With Pith

Ethan Petuchowski

First Glimpse of Compilers

I am close to two chapters into “Compilers” (a.k.a. “The Dragon Book”), by Aho, Lam, Sethi, and Ullman. It is an exciting topic to learn about.

The most fundamental thing I have learned so far is the overall pipeline for understanding the modular components forming the way a compiler is typically constructed. It goes

  1. Lexical analyzer
  2. Syntax analyzer
  3. Semantic analyzer
  4. Intermediate code generator
  5. Machine-independent code optimizer (optional)
  6. Code generator
  7. Machine-dependent code optimizer (optional)

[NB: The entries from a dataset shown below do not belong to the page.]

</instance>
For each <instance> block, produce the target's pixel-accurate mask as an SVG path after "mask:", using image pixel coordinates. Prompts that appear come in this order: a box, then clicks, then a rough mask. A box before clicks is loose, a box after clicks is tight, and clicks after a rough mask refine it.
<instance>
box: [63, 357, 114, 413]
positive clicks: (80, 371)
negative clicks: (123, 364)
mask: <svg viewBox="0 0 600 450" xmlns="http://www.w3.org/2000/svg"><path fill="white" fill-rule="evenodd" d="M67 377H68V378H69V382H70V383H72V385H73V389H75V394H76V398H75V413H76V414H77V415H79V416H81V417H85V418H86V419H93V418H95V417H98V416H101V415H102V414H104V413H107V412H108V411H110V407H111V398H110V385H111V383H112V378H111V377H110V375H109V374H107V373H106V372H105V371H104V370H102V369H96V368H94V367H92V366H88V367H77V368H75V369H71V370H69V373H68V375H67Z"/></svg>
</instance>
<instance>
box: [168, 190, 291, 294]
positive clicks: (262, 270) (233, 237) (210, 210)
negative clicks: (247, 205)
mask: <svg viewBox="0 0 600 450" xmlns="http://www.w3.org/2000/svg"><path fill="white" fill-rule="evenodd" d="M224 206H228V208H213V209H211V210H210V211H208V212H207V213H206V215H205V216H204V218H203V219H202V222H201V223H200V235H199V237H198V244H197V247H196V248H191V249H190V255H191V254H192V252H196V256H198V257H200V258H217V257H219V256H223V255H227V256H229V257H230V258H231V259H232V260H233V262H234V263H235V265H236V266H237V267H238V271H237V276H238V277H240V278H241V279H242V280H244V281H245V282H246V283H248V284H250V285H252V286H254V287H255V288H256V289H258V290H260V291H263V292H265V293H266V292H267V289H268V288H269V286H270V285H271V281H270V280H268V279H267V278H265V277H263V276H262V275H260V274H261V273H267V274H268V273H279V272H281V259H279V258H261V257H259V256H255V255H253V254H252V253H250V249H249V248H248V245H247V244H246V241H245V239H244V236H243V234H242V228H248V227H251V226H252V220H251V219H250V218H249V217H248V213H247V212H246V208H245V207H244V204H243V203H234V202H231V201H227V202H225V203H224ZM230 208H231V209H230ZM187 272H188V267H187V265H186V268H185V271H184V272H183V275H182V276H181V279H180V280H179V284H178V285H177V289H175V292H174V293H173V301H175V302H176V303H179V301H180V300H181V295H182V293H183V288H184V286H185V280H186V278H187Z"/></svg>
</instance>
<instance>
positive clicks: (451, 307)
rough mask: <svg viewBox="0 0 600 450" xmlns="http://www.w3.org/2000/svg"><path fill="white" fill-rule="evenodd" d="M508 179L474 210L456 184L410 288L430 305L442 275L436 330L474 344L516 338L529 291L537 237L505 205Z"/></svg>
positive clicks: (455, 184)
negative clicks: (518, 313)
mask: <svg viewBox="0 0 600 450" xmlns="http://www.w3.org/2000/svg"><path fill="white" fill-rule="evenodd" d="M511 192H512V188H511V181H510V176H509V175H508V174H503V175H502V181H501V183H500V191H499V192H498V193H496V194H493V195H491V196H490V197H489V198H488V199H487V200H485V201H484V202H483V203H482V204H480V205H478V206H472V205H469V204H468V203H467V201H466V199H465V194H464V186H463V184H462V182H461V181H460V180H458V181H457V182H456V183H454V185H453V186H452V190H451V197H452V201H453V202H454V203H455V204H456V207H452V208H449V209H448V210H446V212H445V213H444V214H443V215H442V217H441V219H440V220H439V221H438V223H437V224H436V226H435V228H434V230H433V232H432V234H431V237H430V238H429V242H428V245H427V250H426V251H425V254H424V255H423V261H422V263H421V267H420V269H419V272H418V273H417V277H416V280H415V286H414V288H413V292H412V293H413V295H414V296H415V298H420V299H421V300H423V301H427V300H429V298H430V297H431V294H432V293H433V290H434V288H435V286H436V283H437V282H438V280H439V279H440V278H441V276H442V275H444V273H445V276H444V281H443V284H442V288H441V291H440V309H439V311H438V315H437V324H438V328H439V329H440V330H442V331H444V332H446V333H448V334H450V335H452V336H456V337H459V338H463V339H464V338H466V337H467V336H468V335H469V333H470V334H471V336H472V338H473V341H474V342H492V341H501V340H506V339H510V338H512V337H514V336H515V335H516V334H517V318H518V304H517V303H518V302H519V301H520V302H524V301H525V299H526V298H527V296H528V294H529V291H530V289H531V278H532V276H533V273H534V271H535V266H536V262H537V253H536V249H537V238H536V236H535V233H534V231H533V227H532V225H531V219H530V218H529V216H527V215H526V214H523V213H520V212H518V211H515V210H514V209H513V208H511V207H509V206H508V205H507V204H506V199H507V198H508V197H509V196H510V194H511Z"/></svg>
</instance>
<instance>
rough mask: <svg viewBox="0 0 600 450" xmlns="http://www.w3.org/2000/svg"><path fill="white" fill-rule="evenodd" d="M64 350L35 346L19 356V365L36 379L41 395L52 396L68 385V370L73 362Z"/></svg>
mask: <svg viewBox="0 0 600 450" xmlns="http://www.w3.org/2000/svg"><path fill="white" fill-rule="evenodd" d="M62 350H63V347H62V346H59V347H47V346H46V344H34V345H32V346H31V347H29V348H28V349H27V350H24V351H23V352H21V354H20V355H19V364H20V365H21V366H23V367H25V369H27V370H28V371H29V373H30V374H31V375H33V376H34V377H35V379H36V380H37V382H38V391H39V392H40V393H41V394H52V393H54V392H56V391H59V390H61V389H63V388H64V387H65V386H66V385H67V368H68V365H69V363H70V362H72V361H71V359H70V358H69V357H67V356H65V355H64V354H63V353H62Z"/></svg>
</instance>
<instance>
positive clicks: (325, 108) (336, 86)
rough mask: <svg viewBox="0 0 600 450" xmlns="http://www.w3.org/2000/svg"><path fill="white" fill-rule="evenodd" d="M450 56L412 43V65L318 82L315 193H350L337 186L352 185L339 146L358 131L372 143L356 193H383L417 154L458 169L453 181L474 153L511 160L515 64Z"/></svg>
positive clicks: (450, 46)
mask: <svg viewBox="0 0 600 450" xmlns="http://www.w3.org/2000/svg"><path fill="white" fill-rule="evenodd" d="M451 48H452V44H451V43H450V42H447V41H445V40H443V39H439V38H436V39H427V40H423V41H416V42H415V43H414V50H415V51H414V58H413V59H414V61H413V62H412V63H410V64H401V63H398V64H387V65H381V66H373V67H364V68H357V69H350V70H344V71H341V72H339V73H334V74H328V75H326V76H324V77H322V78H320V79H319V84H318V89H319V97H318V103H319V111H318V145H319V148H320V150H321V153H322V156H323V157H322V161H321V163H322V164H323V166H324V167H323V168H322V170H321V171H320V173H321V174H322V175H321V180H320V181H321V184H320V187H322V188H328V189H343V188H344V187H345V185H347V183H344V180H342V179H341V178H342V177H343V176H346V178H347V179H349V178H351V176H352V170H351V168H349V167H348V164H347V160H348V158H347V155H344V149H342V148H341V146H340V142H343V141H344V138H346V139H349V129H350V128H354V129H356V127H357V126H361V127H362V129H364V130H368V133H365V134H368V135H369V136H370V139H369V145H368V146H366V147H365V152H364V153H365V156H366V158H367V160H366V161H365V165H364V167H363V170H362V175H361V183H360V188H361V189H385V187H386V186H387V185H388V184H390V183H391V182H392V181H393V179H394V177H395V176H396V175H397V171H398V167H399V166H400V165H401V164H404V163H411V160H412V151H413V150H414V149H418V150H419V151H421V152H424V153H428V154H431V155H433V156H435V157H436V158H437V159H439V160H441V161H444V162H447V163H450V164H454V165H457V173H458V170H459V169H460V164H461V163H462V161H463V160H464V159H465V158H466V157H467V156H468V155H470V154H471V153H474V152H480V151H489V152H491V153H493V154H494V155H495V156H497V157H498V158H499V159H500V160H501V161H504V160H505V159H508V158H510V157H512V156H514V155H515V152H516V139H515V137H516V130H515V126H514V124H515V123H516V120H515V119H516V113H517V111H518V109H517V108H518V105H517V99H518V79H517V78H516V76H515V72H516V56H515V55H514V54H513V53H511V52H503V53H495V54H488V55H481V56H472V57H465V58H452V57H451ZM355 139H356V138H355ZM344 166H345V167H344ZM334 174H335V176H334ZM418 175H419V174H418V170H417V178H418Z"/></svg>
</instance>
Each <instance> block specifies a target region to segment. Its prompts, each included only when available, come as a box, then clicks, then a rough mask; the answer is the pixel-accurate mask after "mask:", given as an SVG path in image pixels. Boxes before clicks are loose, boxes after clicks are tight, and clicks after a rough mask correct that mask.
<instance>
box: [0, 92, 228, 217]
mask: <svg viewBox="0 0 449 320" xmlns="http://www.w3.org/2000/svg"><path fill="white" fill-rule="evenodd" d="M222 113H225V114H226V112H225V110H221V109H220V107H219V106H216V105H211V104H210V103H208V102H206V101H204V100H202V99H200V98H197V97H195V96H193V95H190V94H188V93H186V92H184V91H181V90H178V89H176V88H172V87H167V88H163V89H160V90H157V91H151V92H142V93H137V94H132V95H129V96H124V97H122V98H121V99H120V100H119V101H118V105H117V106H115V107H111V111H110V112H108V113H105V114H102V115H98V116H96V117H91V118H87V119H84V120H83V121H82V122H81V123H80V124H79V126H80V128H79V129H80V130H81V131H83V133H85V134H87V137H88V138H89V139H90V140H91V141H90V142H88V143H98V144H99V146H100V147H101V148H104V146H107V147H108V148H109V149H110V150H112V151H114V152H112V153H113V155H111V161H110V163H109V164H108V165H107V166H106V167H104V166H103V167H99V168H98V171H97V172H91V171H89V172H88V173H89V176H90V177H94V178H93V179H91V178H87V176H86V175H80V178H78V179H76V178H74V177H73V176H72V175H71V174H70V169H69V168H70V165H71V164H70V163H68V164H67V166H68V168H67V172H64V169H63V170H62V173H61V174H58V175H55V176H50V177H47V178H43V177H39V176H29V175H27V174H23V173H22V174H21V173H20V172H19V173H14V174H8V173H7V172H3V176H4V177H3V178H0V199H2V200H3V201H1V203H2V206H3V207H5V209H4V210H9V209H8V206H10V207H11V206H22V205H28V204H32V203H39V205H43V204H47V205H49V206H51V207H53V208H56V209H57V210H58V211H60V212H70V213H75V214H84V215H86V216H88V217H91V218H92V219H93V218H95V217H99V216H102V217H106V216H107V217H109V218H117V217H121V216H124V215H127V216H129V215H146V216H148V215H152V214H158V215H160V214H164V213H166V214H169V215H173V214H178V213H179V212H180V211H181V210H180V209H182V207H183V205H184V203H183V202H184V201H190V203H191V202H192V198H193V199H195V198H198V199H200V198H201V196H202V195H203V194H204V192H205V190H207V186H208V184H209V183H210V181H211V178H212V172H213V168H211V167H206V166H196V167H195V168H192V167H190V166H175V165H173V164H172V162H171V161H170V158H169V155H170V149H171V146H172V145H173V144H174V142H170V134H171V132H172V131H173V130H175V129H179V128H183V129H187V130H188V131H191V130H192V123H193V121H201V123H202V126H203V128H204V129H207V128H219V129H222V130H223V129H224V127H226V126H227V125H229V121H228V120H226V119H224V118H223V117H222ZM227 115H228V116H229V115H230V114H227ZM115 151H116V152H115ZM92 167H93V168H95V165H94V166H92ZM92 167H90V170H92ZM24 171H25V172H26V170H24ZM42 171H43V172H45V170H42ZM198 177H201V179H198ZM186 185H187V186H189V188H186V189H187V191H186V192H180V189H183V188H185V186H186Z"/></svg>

The input to the compiler pipeline is a “character stream” of the program. However I don’t recall the book ever dealing with specifications of that stream, except that it supports a generic getchar() operation. I can understand that if the entire source consists of one file, you just read character-by-character from the file into the compiler. Maybe the language designer decides how multiple-file projects are to be read by the compiler, i.e. it is beyond the scope of this book; or maybe they’ll go more in-depth on this later-on.

The Lexical Analyzer

The character stream is read into first component in the compilation pipeline: the lexical analyzer, which maps the character stream into a “token” stream. It seems like a token knows its tag, and its value. The tag is basically the type of this token in the eyes of the compiler. Possible tags in their example include NUM, ID, [keyword]s, and I added COMMENT as part of an exercise. The value for a token might be the literal value of a literal; or it might be the name of a variable. More about that below.

Symbol Tables

In addition to creating the token stream, the lexical analyzer builds the symbol table. It seems to that the symbol table maps names to places in memory. A symbol table also ‘by default’ implements the language’s preferred form of block scoping. Upon entering a new scope, a new symbol table is created that points to its “parent”, the one it is nested inside of. If a variable is declared, it is added to the symbol table to this scope. Later, when a variable is referenced (i.e. init’d, read, or updated), we will consult the table for the current innermost scope. If the variable’s data is not found there, we will continue to check ancestors until we find it.